There are signs that higher interest rates domestically are contributing to a slowdown in demand and activity, particularly in interest-rate sensitive sectors, although businesses continue to report intense cost pressures, which they are passing on. There remains considerable uncertainty about the domestic supply outlook, reflecting constraints from recent weather events. The Treasury’s initial estimate suggests these events will contribute 0.4 percentage points to CPI inflation over the first half of 2023, although these effects are expected be temporary.

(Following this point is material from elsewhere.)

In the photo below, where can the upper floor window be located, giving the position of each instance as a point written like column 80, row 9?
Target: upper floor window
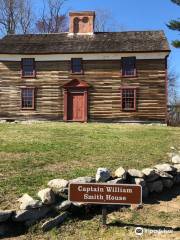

  1. [1] Using Shapiro’s method, we estimate two equation VAR models for each component using the logs of price and volume measures with four lags to recover the reduced form residuals. If price and volume residuals have the same sign, this suggests a demand shock. If the price and volume residuals have opposite signs, this suggests a supply shock.
  2. [2] Shapiro, Adam Hale. 2022. "Decomposing Supply and Demand Driven Inflation," Federal Reserve Bank of San Francisco Working Paper 2022-18.
  3. [3] See the Reserve Bank of Australia’s February 2023 Statement on Monetary Policy.